La Chine se lance dans la course à l’intelligence artificielle avec une architecture système impressionnante reposant sur ses propres puces Ascend 910C.
Alors qu’une pénurie mondiale de GPU sévit et que les États-Unis dominent le développement de modèles d’intelligence artificielle grâce aux systèmes de NVIDIA, la Chine a riposté avec une proposition étonnamment solide. Huawei a présenté le AI CloudMatrix 384, une architecture de supercalcul qui, bien qu’elle repose sur des puces individuelles moins puissantes, surpasse les systèmes américains grâce à une infrastructure massivement évolutive et efficace.
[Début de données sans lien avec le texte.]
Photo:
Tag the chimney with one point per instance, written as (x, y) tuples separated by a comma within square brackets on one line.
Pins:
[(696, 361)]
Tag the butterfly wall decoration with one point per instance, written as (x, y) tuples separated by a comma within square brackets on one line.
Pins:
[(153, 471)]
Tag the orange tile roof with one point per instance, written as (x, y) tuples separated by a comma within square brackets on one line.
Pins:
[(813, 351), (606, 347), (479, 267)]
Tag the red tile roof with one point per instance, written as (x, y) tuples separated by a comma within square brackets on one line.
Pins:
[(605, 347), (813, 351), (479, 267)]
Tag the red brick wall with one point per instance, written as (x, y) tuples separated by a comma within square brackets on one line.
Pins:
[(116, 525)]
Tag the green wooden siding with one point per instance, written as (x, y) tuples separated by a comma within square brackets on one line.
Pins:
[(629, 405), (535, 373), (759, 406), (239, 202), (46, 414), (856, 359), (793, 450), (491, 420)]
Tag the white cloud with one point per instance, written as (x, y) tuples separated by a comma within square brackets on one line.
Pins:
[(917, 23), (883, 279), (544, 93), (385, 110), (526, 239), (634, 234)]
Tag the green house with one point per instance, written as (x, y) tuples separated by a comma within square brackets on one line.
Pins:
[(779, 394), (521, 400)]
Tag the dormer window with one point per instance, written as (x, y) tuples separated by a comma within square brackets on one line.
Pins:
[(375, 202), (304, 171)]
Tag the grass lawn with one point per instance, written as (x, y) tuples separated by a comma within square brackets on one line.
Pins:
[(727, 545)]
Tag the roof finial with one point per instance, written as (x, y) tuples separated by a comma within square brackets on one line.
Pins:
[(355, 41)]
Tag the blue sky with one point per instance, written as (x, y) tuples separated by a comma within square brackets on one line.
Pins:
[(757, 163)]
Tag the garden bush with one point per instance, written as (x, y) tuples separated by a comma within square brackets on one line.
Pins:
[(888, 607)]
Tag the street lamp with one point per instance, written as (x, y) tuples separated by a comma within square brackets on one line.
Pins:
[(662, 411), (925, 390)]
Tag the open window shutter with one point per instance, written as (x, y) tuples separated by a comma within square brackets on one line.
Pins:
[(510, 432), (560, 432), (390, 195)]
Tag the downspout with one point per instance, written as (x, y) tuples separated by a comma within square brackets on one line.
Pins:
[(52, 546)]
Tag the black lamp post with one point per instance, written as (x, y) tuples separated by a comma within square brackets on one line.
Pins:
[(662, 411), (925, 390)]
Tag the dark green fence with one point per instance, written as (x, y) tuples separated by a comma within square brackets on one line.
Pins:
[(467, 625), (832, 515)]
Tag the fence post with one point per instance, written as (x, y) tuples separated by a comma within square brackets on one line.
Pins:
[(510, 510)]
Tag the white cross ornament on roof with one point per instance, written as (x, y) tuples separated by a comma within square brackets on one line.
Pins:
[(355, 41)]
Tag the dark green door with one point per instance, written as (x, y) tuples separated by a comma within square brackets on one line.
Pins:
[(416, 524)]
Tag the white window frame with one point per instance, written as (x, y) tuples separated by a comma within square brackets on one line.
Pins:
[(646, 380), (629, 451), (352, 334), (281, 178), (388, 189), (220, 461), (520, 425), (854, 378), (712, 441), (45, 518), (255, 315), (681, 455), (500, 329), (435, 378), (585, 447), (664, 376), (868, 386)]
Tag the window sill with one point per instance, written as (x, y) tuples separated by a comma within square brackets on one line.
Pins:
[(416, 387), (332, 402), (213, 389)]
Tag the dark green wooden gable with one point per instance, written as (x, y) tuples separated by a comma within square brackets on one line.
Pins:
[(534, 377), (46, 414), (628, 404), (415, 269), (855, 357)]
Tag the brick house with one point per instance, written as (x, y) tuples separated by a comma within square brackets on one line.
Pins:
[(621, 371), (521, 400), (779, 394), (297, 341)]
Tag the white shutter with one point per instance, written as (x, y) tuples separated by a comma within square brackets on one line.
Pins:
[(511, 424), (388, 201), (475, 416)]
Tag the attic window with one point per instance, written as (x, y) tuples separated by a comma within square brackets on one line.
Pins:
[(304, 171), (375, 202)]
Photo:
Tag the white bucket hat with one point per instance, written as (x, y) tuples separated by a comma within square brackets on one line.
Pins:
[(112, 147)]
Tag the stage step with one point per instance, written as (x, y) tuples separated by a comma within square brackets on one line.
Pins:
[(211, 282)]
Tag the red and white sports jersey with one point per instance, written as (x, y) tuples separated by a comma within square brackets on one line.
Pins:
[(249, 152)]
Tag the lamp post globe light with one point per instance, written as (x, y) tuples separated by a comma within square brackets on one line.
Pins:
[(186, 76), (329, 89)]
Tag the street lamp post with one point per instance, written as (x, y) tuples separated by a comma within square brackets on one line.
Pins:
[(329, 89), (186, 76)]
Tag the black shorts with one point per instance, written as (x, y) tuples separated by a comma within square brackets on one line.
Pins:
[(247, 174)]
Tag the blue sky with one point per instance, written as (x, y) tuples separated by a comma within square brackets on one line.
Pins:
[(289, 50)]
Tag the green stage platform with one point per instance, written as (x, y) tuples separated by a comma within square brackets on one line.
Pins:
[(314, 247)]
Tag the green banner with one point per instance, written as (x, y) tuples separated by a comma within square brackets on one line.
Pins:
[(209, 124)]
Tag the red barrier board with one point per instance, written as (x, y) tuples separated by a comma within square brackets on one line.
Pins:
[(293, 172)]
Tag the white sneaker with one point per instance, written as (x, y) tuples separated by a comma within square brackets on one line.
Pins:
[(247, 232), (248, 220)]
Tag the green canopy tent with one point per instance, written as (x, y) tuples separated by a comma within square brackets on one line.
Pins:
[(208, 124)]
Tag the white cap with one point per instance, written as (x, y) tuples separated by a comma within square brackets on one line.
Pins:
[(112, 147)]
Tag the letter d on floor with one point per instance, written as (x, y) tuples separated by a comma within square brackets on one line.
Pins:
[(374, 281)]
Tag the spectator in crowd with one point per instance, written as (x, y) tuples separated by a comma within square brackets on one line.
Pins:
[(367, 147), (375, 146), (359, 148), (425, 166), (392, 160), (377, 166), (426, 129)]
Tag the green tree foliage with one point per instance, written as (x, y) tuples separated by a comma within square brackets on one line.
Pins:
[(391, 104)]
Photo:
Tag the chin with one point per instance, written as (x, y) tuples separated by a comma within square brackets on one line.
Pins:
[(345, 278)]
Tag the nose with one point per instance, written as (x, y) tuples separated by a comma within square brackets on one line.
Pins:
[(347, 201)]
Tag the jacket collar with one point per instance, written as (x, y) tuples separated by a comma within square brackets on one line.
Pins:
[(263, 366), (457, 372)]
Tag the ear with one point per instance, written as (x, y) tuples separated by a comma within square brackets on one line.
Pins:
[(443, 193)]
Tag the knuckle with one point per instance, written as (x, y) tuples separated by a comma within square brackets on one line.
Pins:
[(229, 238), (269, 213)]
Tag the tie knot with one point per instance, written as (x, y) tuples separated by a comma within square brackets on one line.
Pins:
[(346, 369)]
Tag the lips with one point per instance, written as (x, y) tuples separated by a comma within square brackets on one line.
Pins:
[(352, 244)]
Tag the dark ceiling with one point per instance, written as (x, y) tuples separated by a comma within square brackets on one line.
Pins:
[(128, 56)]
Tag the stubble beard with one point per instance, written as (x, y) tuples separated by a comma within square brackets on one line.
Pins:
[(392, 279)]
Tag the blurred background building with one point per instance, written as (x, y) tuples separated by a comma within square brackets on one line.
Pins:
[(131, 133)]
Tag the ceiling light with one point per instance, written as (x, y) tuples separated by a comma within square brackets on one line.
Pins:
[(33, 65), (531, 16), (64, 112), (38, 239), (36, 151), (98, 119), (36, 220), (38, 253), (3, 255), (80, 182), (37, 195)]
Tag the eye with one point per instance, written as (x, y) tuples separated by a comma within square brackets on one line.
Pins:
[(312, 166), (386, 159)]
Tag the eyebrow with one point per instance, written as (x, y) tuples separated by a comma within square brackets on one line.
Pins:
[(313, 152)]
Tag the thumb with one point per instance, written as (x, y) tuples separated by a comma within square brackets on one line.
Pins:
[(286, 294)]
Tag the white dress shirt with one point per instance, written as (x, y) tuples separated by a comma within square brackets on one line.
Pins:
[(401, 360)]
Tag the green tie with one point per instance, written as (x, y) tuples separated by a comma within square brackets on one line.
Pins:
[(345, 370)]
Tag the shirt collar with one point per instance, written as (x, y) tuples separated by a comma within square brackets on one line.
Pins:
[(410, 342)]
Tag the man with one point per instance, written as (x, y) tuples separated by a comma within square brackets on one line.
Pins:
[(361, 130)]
Plus de GPU, plus de performance… à un coût énergétique plus élevé
Le CloudMatrix 384 repose sur la connexion de 384 GPU Ascend 910C via une topologie all-to-all, permettant une communication directe et parallèle entre chaque accélérateur. Bien que ces puces n’offrent qu’une fraction des performances unitaires par rapport aux GB200 de NVIDIA (utilisées dans le système NVL72), le design de Huawei parvient à surpasser son concurrent en termes de performance globale du système :
- 300 PFLOPS de performance en précision BF16 (contre 180 PFLOPS pour le NVL72).
- 3,6 fois plus de mémoire HBM disponible.
- 2,1 fois plus de bande passante mémoire.
Le système se déploie sur 16 racks, 12 d’entre eux équipés de GPUs et 4 racks intermédiaires dédiés à des commutateurs réseau évolutifs interconnectés par plus de 6 900 transcepteurs optiques 400G. Cette échelle massive rappelle la plateforme NVL256 « Ranger » de NVIDIA, qui a finalement été abandonnée en raison de son coût et de sa consommation élevés.
Huawei gagne en échelle, mais perd en efficacité
En termes d’efficacité énergétique, NVIDIA conserve l’avantage :
- 2,3 fois plus de puissance par FLOP que Huawei.
- Une consommation inférieure par TB/s de bande passante et par TB de mémoire HBM.
Cependant, ce point est moins critique pour la Chine, où il n’existe pas de restrictions significatives sur la consommation électrique dans les centres de données d’IA, contrairement aux États-Unis ou à l’Europe. En fait, le pays asiatique a ajouté au cours de la dernière décennie une capacité énergétique équivalente à l’ensemble du réseau électrique américain, en partie grâce à des investissements massifs dans des sources telles que le nucléaire et le charbon.
Dépendance technologique et limites de production
Bien que la conception de la puce Ascend 910C soit entièrement chinoise, sa fabrication dépend toujours d’acteurs internationaux. La plupart des unités produites jusqu’à présent sont fabriquées avec une lithographie de 7 nm de TSMC, et Huawei a réussi à contourner certaines sanctions en passant par des tiers tels que Sophgo. De plus, l’accès continu aux mémoires HBM de Samsung, qui ont continué d’arriver malgré les contrôles à l’exportation, a été facilité par des intégrations avec des puces logiques à faible performance.
Cependant, la Chine progresse dans sa capacité de fabrication domestique, avec des usines comme SMIC et CXMT qui étendent leurs opérations. Si cette production locale s’intensifie, Huawei pourrait multiplier le nombre de chips disponibles pour alimenter ses futurs systèmes CloudMatrix.
IA sans limites : plus d’échelle et moins de barrières
L’approche de Huawei est claire : si vous ne pouvez pas rivaliser chip à chip, faites-le système par système. Le CloudMatrix 384 est une réponse stratégique qui démontre comment l’intelligence artificielle ne se gagne pas uniquement avec l’architecture la plus avancée, mais aussi avec la capacité d’intégrer, d’évoluer et de soutenir des opérations à grande échelle sans contraintes énergétiques ni réglementaires.
En résumé, Huawei a trouvé un moyen de rivaliser avec les géants américains en IA, non pas sur l’efficacité individuelle, mais sur la puissance brute collective. Bien que le coût énergétique soit élevé, le système est fonctionnel et peut soutenir les plans ambitieux de la Chine en matière d’intelligence artificielle, réaffirmant sa détermination à ne pas rester à la traîne dans cette nouvelle course technologique mondiale.